Depuis qu’il m’avait dégotté dans les éponges une bronchite chronique embusquée derrière un cœur fatigué, le toubib m’avait aussi sec sevré de mes ninas et interdit de sortir de décembre en février ; elle veillait comme un cerbère au respect des prescriptions. Il m’avait aussi défendu de prendre l’avion ce qui m’avait étonné puisque même devant la vahiné en bas de l’immeuble mes idées n’étaient jamais allées jusqu’à envisager ce transport ; plus gravement, cet enfant de salaud de fils d’Hippocrate m’avait coupé la bibine sauf, à l’ occasion, une petite coupe pour marquer le coup.

Elle déboucha la demie-bouteille de champagne même pas brut, la vida dans les deux coupes, en poussa une vers moi avec une tranche du vacherin et d’un coup de menton auréolé d’un sourire me montra le paquet.
Je le libérais de ses liens, m’affectant d’un air d’enfant qui croit aux fées mais sans abîmer cependant le papier décoré qu’elle récupéra, plia soigneusement et rangea dans le buffet.

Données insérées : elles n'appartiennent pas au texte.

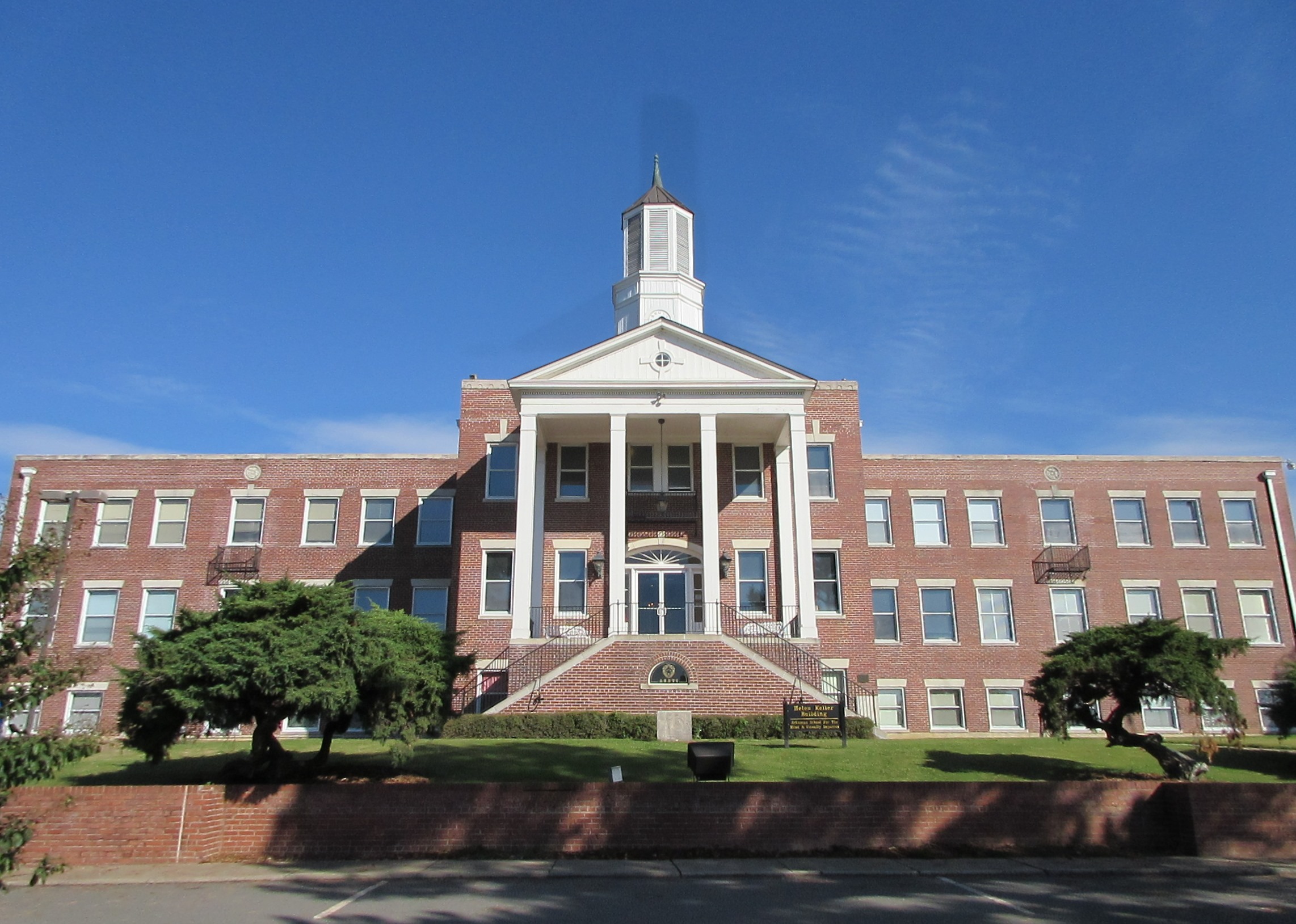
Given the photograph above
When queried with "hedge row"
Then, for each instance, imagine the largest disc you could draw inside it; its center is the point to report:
(629, 726)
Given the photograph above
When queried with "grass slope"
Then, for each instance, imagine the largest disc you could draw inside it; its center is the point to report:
(528, 761)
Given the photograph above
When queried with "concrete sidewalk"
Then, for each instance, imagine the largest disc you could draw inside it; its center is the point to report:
(792, 867)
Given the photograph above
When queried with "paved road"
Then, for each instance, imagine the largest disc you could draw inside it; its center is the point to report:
(686, 892)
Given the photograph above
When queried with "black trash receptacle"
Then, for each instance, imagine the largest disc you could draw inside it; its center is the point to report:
(710, 760)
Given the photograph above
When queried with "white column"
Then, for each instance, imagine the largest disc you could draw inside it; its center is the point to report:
(801, 519)
(786, 513)
(710, 525)
(524, 533)
(616, 571)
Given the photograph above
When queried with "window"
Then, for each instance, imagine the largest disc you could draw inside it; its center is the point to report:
(827, 588)
(878, 521)
(929, 521)
(321, 528)
(371, 597)
(945, 708)
(641, 468)
(432, 604)
(99, 617)
(247, 521)
(1130, 519)
(679, 468)
(1142, 603)
(1186, 522)
(53, 521)
(939, 615)
(158, 609)
(886, 617)
(379, 522)
(819, 466)
(573, 472)
(170, 521)
(1201, 613)
(752, 593)
(436, 519)
(994, 604)
(1160, 715)
(500, 471)
(572, 582)
(891, 708)
(115, 521)
(984, 521)
(1058, 521)
(1006, 711)
(1240, 522)
(498, 584)
(748, 472)
(1257, 617)
(1070, 613)
(83, 711)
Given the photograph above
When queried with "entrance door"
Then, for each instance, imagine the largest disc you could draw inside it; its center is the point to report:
(663, 604)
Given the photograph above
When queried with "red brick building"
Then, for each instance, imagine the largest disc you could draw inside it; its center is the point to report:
(665, 521)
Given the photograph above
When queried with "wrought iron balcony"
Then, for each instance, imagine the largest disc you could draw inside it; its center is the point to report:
(1062, 564)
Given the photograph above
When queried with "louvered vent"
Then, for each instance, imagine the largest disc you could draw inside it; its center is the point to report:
(659, 240)
(634, 244)
(682, 257)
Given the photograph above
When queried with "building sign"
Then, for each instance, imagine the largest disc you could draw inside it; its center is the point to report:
(669, 673)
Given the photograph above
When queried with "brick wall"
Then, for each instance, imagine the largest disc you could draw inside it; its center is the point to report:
(160, 825)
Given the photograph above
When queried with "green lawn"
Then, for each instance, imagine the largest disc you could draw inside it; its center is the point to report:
(525, 761)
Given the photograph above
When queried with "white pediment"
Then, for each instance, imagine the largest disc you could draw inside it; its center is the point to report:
(661, 353)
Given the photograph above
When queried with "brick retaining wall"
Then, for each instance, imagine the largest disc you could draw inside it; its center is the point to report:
(152, 825)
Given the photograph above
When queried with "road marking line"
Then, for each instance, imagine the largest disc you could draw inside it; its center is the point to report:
(985, 895)
(341, 905)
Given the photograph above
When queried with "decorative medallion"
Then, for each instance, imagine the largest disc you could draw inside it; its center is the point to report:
(668, 673)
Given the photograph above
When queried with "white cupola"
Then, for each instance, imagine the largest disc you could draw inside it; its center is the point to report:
(658, 243)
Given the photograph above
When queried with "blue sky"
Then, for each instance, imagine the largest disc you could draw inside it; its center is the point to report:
(1023, 227)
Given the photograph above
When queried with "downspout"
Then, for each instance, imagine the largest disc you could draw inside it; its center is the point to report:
(1282, 543)
(22, 507)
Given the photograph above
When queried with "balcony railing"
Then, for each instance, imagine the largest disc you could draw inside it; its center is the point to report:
(1062, 564)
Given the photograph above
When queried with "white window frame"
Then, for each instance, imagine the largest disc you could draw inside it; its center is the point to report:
(831, 471)
(1208, 594)
(1156, 603)
(517, 462)
(144, 604)
(308, 521)
(366, 520)
(158, 521)
(923, 615)
(901, 706)
(486, 556)
(1268, 597)
(261, 533)
(1054, 594)
(759, 472)
(1202, 526)
(100, 521)
(962, 707)
(450, 534)
(991, 708)
(982, 615)
(1257, 537)
(1070, 521)
(941, 521)
(884, 504)
(1142, 522)
(583, 470)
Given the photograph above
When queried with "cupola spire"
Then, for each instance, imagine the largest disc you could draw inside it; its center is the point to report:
(658, 243)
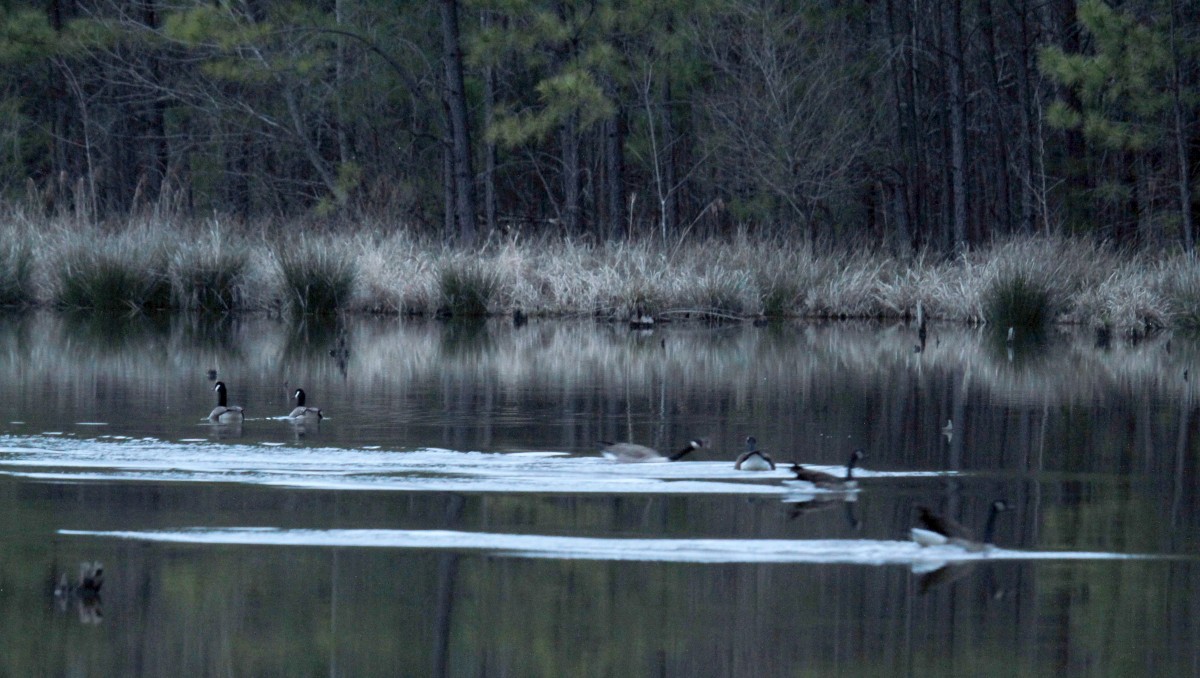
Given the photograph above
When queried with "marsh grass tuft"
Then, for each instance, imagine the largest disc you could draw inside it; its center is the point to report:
(1018, 299)
(112, 276)
(16, 274)
(318, 276)
(466, 289)
(208, 279)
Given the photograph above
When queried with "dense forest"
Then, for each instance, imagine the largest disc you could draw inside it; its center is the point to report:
(910, 124)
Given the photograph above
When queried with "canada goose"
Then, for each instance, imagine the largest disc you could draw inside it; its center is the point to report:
(631, 453)
(940, 531)
(222, 413)
(754, 459)
(808, 478)
(303, 412)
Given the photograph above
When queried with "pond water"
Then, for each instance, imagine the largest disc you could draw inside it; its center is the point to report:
(451, 514)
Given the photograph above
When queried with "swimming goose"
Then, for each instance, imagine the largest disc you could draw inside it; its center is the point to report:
(222, 413)
(631, 453)
(303, 412)
(808, 478)
(941, 531)
(754, 459)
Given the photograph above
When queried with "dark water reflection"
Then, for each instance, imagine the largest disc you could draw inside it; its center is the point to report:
(1095, 447)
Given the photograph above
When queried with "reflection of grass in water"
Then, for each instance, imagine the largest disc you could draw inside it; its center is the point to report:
(781, 366)
(466, 337)
(113, 333)
(204, 330)
(315, 336)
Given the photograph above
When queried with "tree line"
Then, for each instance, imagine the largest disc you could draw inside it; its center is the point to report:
(909, 124)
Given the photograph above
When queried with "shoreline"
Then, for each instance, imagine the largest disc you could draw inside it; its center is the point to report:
(383, 270)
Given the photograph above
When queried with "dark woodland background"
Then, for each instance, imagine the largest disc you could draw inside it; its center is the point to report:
(907, 124)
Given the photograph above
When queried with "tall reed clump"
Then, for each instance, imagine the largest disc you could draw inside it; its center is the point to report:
(1018, 295)
(318, 276)
(114, 274)
(466, 288)
(16, 273)
(208, 279)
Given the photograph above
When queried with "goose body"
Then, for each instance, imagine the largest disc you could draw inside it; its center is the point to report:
(631, 453)
(809, 479)
(223, 413)
(754, 459)
(301, 411)
(941, 531)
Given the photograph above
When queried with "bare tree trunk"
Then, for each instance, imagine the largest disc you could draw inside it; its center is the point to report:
(615, 177)
(952, 16)
(449, 195)
(903, 130)
(490, 153)
(460, 129)
(671, 198)
(570, 141)
(1181, 135)
(1000, 132)
(1025, 139)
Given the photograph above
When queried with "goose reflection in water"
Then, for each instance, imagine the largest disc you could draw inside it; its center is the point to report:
(84, 593)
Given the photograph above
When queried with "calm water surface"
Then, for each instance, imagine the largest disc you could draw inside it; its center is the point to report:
(451, 515)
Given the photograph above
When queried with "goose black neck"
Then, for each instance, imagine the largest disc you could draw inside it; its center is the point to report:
(989, 529)
(681, 454)
(850, 466)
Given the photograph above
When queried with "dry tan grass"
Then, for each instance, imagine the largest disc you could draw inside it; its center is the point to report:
(1090, 283)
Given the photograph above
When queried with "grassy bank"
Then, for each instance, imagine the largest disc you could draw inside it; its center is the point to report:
(382, 270)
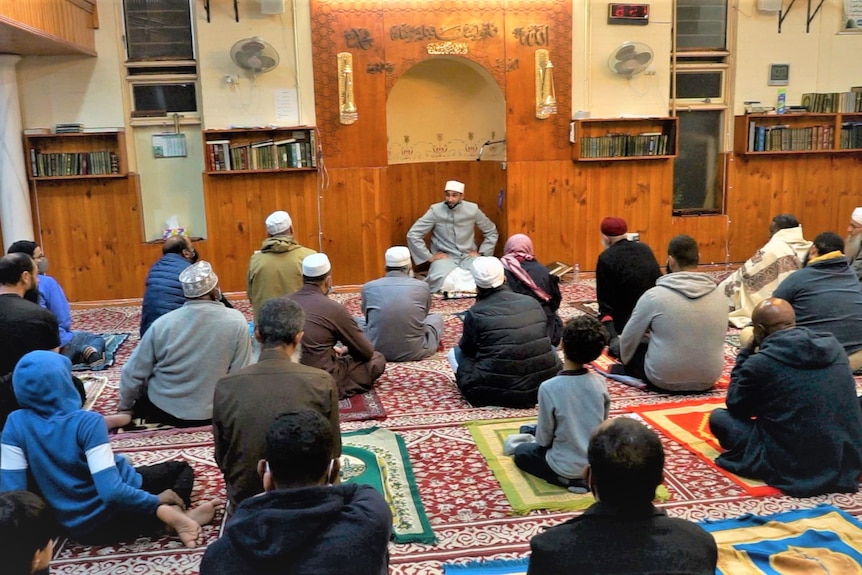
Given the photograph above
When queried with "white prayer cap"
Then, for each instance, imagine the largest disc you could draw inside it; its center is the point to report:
(316, 265)
(278, 223)
(397, 257)
(198, 279)
(454, 186)
(488, 272)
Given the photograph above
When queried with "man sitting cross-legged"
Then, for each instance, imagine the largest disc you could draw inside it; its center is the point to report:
(623, 532)
(247, 401)
(332, 341)
(504, 353)
(78, 346)
(396, 310)
(171, 375)
(792, 417)
(674, 339)
(571, 406)
(97, 497)
(305, 522)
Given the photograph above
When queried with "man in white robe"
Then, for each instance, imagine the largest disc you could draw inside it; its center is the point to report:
(758, 277)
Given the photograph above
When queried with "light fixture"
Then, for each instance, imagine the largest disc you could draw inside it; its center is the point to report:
(347, 113)
(546, 100)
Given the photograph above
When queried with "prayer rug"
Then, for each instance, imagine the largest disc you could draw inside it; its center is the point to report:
(378, 457)
(687, 422)
(525, 492)
(361, 407)
(93, 385)
(819, 540)
(112, 342)
(498, 567)
(604, 365)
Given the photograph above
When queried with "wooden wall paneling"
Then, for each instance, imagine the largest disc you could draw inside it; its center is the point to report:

- ça te plait ? demanda-t-elle … moi je les trouvais bien dans le catalogue.
Puis en cognant sa coupe contre la mienne elle murmura d’une voix douce :
- bon anniversaire, mon chéri.

J’envoyais valser les vieilles d’un coup de pied et j’enfilais aussitôt mes nouvelles pantoufles : c’était la première fois que j’en avais d’un motif écossais.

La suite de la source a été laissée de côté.